Within the broader Unified Theory of Informational Spin, mechanisms for the emergence of matter from coherence collapse are formulated at a fundamental level. The present work does not address these mechanisms directly. Instead, it establishes that any causal application of such processes—whether related to matter generation or other non-linear phenomena—requires a prior, regime-aware diagnostic ensuring the validity of physical inference. In this sense, the present analysis constitutes a necessary, though not sufficient, step toward physically meaningful causal interpretations within the TGU framework.

Appendix C.1. Role of the Diagnostic Factor ϵ

The parameter $ϵ\in (0,1]$ is introduced purely as a diagnostic indicator of regime validity. It does not represent a physical propagation effect, nor does it modify the strain, waveform morphology, or noise-weighted inner product.

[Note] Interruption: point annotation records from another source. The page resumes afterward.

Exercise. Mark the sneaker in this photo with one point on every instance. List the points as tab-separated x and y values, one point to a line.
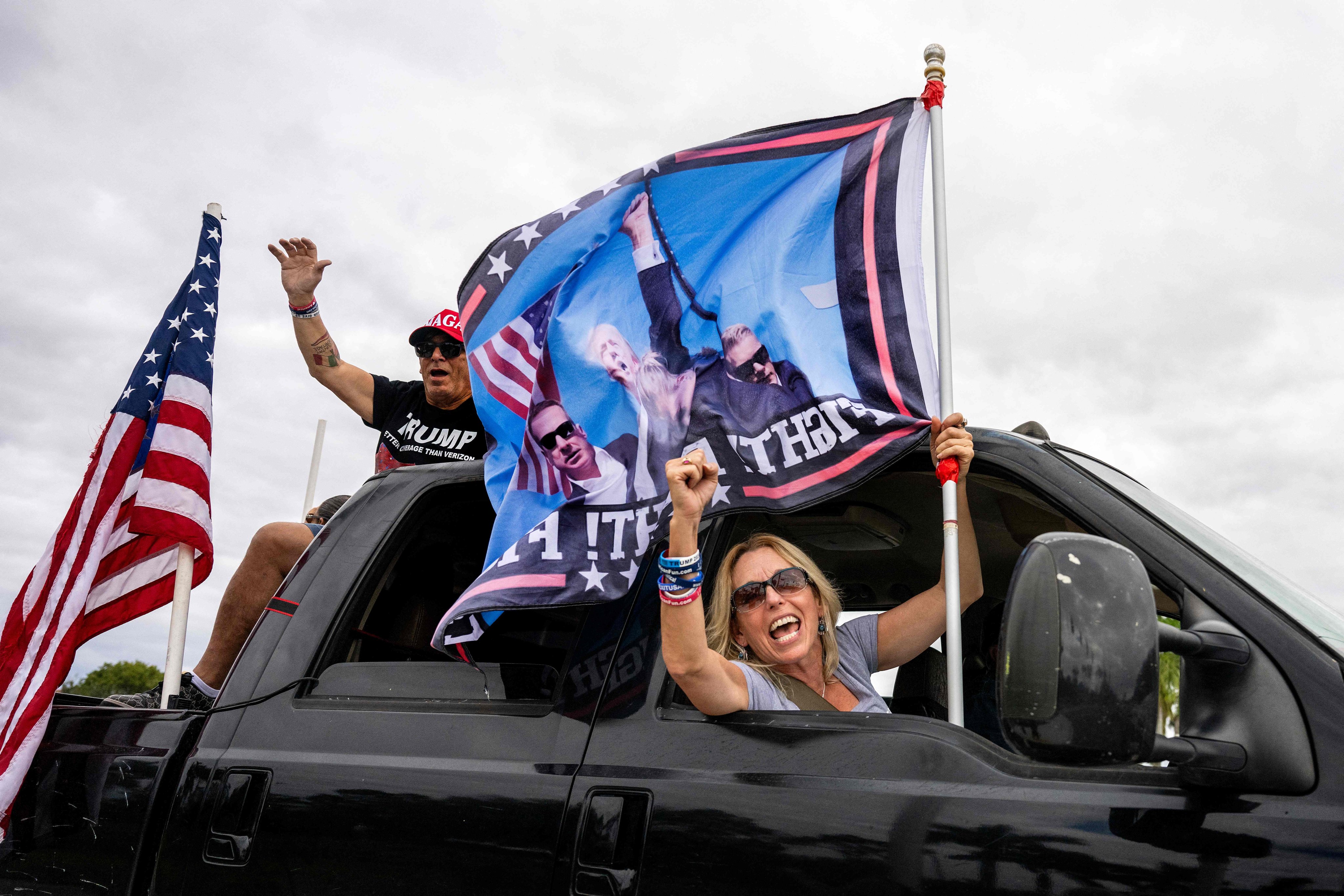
189	698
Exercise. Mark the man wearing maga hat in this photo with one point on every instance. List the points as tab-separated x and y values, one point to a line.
429	421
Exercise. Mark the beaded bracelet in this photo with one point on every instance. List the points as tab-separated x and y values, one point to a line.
309	311
681	601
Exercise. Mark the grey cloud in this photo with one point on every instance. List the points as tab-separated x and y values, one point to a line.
1143	207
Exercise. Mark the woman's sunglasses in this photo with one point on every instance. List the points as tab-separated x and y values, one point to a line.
451	350
785	582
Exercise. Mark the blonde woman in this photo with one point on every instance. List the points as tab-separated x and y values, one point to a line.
772	621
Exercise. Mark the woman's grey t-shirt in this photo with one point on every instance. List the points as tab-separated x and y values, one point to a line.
858	641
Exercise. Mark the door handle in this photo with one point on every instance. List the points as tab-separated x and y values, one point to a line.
237	812
611	843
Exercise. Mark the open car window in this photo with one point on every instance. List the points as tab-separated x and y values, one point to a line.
882	544
379	648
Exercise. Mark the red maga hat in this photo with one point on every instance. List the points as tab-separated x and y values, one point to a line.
443	323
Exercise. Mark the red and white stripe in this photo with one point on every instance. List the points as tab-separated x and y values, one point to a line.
518	374
112	559
507	365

Instead, $ϵ$ labels the applicability of a linear inference map that translates recovered amplitudes and polarization ratios into extrinsic parameters such as luminosity distance and inclination.

Appendix C.2. Nature of the Degeneracy

If one assumes $ϵ=1$ (linear regime) while geometric or coherence indicators suggest $ϵ<1$, then:

• The matched-filter SNR remains unchanged.
• The recovered waveform remains GR-consistent.
• The mapping from amplitude to extrinsic parameters becomes ill-conditioned.

This produces an amplitude or distance inference bias, not an observable SNR deviation. Any apparent “SNR bias” should therefore be understood strictly as a parameter-inference degeneracy, not a modification of detection statistics or signal propagation.